Palo Alto Online : Food Closet comes back from the brink

Two years ago, the South Palo Alto Food Closet faced imminent closure, after steadily providing groceries for thousands of hungry local families for 33 years. As with so many programs that were founded in the middle of the last century, the steadfast volunteers who ran it were aging, and new leaders had yet to step forward.

But due to the devotion of parishioners at Covenant Presbyterian Church and others in the faith community, the East Meadow Drive pantry has been revived.

The food closet provides badly needed groceries to 85 to 100 needy Palo Alto families, according to Jan Hoover, treasurer of the board that runs the program.

"It's surprising sometimes what people are going through," Hoover said, recalling how fortunes can quickly change. Some people just need a boost to tide them over for a short time.

One family with three children had a daughter with recurring cancer. Medical expenses ate up their wages, and even with two working parents, they could not make ends meet, she said.

One summer a teacher at a local community college arrived to receive food for her three small children. The teacher couldn't find work when the college didn't hold a summer session, Hoover said.

"I had no idea the need in the community was so great," she said.

With housing expenses consuming a large portion of people's income, the food closet helps close the gap by putting good-quality food on the table, she said.
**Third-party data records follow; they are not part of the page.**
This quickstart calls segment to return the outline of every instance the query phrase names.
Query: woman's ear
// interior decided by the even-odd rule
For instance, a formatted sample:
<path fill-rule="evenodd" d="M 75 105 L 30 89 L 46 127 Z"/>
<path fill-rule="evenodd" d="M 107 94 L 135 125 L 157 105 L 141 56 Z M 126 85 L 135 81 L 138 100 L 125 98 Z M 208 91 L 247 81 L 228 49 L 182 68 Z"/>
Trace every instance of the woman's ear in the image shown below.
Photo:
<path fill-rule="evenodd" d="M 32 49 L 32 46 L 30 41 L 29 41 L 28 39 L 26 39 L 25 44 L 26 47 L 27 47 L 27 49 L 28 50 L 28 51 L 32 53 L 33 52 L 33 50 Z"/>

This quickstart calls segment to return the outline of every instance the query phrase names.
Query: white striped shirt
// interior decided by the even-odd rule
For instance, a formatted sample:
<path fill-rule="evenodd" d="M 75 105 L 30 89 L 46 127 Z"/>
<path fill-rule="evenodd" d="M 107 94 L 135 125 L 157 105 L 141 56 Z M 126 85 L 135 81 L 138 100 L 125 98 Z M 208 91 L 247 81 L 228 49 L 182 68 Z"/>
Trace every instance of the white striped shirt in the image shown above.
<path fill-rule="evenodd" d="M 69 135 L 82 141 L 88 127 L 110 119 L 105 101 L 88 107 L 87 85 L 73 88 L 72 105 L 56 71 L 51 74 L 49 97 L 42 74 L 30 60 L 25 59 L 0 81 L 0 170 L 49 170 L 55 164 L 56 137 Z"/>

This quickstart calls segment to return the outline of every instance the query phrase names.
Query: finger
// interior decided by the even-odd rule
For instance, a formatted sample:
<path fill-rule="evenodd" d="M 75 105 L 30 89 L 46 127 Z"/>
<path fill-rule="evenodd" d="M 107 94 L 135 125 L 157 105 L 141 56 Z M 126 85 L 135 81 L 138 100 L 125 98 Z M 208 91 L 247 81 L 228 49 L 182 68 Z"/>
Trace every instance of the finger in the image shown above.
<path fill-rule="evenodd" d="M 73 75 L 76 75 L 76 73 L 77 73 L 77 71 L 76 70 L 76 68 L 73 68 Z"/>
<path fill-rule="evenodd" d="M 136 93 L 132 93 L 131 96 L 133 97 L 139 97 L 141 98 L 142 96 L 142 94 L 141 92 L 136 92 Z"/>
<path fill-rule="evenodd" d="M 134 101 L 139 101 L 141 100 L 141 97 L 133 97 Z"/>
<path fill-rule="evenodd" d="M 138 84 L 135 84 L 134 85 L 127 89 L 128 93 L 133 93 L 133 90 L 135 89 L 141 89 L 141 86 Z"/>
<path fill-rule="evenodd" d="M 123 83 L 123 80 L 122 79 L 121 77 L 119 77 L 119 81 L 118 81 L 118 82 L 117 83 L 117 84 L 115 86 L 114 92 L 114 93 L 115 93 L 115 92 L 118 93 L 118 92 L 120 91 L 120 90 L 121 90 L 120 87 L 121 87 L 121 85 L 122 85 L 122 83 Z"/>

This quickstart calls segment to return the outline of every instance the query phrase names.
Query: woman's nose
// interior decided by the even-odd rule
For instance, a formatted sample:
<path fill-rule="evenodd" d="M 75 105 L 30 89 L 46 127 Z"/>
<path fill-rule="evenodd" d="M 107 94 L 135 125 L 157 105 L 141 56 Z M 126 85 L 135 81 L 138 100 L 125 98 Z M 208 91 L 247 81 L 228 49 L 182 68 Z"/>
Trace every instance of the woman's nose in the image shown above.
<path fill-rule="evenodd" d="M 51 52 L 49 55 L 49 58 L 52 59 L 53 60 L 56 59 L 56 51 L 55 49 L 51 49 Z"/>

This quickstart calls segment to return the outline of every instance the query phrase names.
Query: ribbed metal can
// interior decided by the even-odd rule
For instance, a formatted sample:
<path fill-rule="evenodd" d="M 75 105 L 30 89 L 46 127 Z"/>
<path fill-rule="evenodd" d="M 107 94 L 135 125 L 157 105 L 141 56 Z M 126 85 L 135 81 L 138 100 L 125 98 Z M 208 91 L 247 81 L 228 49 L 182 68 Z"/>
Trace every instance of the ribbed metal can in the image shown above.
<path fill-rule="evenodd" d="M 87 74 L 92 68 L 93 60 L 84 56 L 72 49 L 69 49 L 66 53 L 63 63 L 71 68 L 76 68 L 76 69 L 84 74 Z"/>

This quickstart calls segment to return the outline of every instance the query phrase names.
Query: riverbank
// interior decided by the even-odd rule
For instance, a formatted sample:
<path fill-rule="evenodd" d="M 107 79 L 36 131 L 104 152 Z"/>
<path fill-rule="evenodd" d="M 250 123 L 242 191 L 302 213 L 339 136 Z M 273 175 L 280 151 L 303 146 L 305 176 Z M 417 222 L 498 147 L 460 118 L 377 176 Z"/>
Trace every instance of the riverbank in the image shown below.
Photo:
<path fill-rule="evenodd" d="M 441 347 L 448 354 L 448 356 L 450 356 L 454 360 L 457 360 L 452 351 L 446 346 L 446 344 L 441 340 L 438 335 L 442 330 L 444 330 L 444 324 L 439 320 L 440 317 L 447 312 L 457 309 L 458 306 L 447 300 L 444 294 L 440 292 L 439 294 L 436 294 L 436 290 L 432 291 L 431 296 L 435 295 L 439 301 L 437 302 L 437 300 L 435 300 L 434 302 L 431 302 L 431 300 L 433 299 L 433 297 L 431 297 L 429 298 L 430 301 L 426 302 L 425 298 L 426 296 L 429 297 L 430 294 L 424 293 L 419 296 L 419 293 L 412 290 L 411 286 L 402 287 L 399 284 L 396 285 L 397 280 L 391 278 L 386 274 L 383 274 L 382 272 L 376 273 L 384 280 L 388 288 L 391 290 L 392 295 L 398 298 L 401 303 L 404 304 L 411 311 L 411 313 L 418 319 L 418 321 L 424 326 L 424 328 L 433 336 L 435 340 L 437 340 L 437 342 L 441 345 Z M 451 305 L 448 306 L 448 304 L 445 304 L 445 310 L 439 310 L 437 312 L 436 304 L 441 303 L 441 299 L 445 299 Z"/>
Families with children or with a disabled adult can come once weekly to pick up milk, meat, eggs and canned goods; families of two without children can come every other week, she said. The clients, whose income mustn't exceed 150 percent of the poverty level, are referred to the pantry by churches, St. Vincent de Paul Society, schools or social workers at the Opportunity Center.

Second Harvest Food Bank of San Mateo and Santa Clara Counties provides some of the food that is distributed, but the pantry also receives contributions from individuals, school groups and Scout troops, among others.

Volunteers pick up day-old bread and donations from Safeway, Piazza's, Trader Joe's and Draeger's, she said.

Then, there are the "urban gleaners," who collect from stores the cartons of partially smashed eggs, dented but sealed milk cartons, or other slightly bruised but edible foods that won't be sold. Volunteers pick out broken eggshells and clean up cartons, repackaging them into a full dozen that clients can take home, she said. For Thanksgiving the families received gift cards to Safeway that could go for a turkey or other holiday-meal fixings.

Eight churches and the Jewish Community Center Senior Group also routinely take part in the collection and distribution, purchasing chickens and other meats with cash donated by parishioners.

The first Sunday of each month parishioners bring canned food. Some make memorial cash donations in someone's name, according to Mary Lee Templeton, a board member and former church elder.

On Dec. 2, from 11 a.m. to 6:30 p.m., Dec. 3, 9 a.m. to 4 p.m. and Dec. 4, noon to 2 p.m. the Covenant church will host an alternative-giving fair, which offers gifts for sale to support artisans in other countries and which will also feature an opportunity to help the food closet, she said.

The food closet was founded in 1978, Hoover said. The lifeline almost ended in 2009.

But one Covenant church member refused to let the pantry shut down. The late Jean Scott, who was also instrumental in creating Greer Park, was "a tireless warrior" when it came to a cause she believed in, Templeton said.

"She was one of the smallest and quietest people at the church," she recalled. But Scott did a sales pitch to church members and local churches to revive the food closet.

Hoover said monetary donations for the holiday season, which go to purchasing fresh meat, are needed. The program has enough canned goods for now. The food bank is a tax-deductible nonprofit organization and is located at Covenant Presbyterian Church, 670 East Meadow Drive, Palo Alto.